Generasi Milenial dan Pudarnya Nasionalisme Pangan

Kamis, 18 Januari 2018 - 08:15 WIB
Generasi Milenial dan...
Generasi Milenial dan Pudarnya Nasionalisme Pangan
A A A
Posman Sibuea
Guru Besar Ilmu Pangan di Jurusan Teknologi Hasil Pertanian
Unika Santo Thomas, Medan


Salah satu pro-kontra yang mewarnai pembukaan 2018 adalah kebijakan pemerintah melakukan impor beras sebanyak 500.000 ton dari Thailand dan Vietnam. Beras ini dijadwalkan akan tiba pada akhir Januari mendatang. Kebijakan impor yang diawali defisit beras yang terjadi saat ini adalah pertanda bahwa pembangunan pertanian pangan di negeri yang terkenal subur ini belumlah optimal.

Hal ini bertolak belakang dengan tema nasional Hari Pangan Sedunia 2017 yang memosisikan Indonesia sebagai lumbung pangan dunia pada 2020. Pertanyaannya apakah Indonesia yang memiliki tanah subur masih bisa diandalkan sebagai lumbung pangan?

Kian mahalnya harga beras medium beberapa waktu terakhir telah membebani masyarakat, terutama golongan bawah. Kenaikan harga beras merupakan sinyal bahwa terjadi kelangkaan pada pasokan bahan makanan pokok ini. Aura defisit beras di Tanah Air sudah terasa sejak akhir 2017. Hal inilah yang mendorong pemerintah melakukan impor 500.000 untuk menutup defisit pasokan dan menstabilkan harga.

Selama 2017 kondisi di lapangan memang sudah sangat berbeda dengan harapan pemerintah yang telah menetapkan harga eceran tertinggi (HET) Rp9.450 per kg. Harga beras medium pada Juli 2017 bertengger di posisi Rp10.600 per kg. Harga kemudian meningkat menjadi Rp10.800 per kg pada November pada tahun yang sama. Memasuki Januari 2018, harga ini kembali ini merangkak naik menjadi Rp11.050 per kg. Operasi pasar pun sudah ditempuh, tapi tampak kurang efektif menurunkan harga.

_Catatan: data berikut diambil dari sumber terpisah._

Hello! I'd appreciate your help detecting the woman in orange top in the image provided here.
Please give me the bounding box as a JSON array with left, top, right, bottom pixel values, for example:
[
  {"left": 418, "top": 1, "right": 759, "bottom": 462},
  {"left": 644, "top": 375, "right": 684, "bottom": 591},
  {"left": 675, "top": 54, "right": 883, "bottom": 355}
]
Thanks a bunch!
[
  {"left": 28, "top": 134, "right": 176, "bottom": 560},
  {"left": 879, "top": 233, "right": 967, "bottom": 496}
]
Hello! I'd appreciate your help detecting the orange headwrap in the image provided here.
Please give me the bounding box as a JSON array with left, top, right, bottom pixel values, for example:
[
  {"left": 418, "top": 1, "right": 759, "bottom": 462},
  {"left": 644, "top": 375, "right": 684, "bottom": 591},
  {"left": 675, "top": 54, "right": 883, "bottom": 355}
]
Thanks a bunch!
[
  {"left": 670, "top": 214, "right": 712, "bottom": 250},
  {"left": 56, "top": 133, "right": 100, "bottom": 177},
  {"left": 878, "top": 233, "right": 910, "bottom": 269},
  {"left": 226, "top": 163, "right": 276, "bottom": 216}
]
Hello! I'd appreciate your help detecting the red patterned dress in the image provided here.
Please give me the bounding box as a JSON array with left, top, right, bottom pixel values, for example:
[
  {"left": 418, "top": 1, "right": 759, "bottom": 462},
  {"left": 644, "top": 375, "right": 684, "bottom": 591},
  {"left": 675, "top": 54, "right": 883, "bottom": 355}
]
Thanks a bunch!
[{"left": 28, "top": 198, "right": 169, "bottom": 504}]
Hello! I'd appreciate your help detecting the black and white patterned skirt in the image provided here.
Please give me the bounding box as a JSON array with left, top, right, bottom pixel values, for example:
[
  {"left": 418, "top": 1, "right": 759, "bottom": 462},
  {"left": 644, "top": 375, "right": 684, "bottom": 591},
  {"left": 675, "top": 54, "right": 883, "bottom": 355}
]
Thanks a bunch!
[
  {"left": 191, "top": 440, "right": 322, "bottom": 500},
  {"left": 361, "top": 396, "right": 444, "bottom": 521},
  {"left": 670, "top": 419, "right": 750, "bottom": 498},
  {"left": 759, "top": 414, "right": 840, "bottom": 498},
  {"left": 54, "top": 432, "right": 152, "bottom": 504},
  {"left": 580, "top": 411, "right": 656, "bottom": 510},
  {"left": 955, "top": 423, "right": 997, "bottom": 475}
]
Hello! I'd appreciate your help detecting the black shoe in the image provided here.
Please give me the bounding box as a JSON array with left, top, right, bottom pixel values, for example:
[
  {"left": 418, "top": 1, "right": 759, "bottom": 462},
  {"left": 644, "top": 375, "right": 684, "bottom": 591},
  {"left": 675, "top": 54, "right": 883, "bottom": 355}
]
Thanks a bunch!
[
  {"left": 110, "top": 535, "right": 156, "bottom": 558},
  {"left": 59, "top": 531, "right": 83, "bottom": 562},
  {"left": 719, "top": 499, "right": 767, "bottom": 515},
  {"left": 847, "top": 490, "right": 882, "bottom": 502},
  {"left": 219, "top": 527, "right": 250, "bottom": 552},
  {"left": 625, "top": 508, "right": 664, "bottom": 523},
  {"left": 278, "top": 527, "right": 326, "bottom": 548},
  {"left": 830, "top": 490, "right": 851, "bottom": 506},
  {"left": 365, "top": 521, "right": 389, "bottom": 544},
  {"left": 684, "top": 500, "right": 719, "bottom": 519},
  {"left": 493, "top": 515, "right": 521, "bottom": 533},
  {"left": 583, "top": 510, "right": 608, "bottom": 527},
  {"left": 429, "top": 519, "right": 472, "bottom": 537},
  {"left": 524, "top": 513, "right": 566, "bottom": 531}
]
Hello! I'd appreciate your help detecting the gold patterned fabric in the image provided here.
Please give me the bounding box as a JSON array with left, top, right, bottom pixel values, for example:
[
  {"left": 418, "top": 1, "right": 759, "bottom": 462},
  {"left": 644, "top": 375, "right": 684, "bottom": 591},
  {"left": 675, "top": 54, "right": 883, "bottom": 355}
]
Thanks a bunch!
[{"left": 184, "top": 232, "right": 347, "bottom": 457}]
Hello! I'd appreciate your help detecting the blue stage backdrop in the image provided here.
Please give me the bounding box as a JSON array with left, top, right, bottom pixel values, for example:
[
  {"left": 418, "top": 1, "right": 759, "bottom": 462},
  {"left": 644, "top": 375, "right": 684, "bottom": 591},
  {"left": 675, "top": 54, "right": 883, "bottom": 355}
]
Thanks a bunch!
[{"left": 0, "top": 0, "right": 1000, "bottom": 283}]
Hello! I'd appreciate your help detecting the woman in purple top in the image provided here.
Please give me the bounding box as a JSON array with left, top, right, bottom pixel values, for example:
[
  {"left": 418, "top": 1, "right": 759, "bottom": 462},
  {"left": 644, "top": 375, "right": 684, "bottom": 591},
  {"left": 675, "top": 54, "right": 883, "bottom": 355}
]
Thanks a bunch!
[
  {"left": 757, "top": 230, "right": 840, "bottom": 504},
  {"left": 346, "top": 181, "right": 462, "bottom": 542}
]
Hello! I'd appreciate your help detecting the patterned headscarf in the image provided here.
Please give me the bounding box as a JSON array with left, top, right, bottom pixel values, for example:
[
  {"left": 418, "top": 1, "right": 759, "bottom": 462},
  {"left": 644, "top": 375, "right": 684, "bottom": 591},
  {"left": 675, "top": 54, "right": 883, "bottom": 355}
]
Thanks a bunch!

Di sisi lain, penerapan HET justru merugikan para pedagang eceran karena biaya yang dikeluarkan saat membeli beras dari pedagang besar sudah melebih HET yang dipatok. Belum lagi biaya lain, seperti transportasi yang tidak diperhitungkan pemerintah. Menurut para pengamat ekonomi pangan, kebijakan HET tidak fair karena menekan pedagang kecil, padahal yang dapat margin keuntungan terbesar justru pemilik penggilingan besar, pedagang besar, dan tengkulak.

Mesin Kemiskinan

Harga beras yang konsisten tinggi telah memberatkan konsumen, terutama masyarakat miskin yang pendapatannya di kisaran Rp300.000 per bulan. Tak pelak beras telah menjadi mesin pendorong penambahan angka kemiskinan. Selain itu, penerapan HET yang seharusnya menjadi cara jitu untuk menahan laju kenaikan harga justru bukan menjadi solusi untuk menjaga stabilitas harga beras.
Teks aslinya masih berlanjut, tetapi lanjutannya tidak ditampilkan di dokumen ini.